Hi - Just wanted to thank you, on behalf of my mother, and EVERYONE ELSE I know, for creating this. Please tell me you are going to keep this up and follow the latest Lukey gaffe? Your tumblr is too funny.
Your mom already thanked me.
(People should feel free to submit their own profanity-laced and scatological critiques of this ingrown hair on the otherwise-shorn scrotum — breathtaking — of cable news, since I have a job my daddy’s death didn’t get me, so I have to, like, actually work and occasionally be good at it or else I’ll get fired for incompetence.)
To the Congresswomen that booed him: How about calling MSNBC and refusing to do a single interview with him ever again? To the Congressmen who didn’t boo him? Do the same.
Of all the things James Carville should be ashamed of in his life, helping this human poop-loofah get and keep a job at a news network doing something other than helping Chris Matthews with his leg tingles and letting Rachel Maddow rest her feet on his back should be high on the list. My cat takes more intelligent shits than what comes out of this FUPA-face’s mouth.
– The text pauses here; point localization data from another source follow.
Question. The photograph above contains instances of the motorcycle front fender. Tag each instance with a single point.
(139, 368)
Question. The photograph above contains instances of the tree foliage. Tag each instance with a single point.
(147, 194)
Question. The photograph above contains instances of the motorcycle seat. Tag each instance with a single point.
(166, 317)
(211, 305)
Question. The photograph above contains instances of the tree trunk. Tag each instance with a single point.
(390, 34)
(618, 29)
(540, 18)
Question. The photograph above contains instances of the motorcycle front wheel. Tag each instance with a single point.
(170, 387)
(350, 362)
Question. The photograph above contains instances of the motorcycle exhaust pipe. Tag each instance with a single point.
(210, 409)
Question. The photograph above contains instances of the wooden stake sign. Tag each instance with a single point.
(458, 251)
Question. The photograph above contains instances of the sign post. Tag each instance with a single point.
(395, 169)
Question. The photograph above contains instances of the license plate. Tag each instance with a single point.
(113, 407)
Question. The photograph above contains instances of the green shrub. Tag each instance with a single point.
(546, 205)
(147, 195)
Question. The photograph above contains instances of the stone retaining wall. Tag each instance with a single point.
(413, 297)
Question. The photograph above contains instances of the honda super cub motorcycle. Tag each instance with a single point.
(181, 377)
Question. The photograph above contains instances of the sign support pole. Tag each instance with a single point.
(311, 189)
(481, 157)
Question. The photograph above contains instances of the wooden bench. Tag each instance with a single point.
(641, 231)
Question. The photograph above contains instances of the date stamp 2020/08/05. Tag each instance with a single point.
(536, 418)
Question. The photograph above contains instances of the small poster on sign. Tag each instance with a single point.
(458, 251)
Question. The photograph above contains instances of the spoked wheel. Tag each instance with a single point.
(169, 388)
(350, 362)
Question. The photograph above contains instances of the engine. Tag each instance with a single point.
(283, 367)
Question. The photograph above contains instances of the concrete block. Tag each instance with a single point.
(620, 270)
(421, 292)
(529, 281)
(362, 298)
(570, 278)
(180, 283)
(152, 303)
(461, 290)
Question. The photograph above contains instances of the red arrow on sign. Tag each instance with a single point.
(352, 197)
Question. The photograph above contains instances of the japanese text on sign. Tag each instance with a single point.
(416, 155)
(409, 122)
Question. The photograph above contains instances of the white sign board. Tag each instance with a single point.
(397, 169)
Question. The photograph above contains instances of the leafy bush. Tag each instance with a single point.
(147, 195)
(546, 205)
“Does it really warrant this ludicrous degree of fawnellatio, even for Howie, to get access to the son of a guy who is no longer even around to pimp anyone’s books? Who is possibly the single least “deserving” personality on television? Maybe if Trig Palin got a spot on Fox, I would understand this “protectiveness” bullshit (but Trig would probably get better ratings) (and elevate the level of discourse, ha ha ha, etc. etc.)”— Moe Tkacik, "Won’t You Join Our Nepotism Acceptance Movement, Luke Russert?"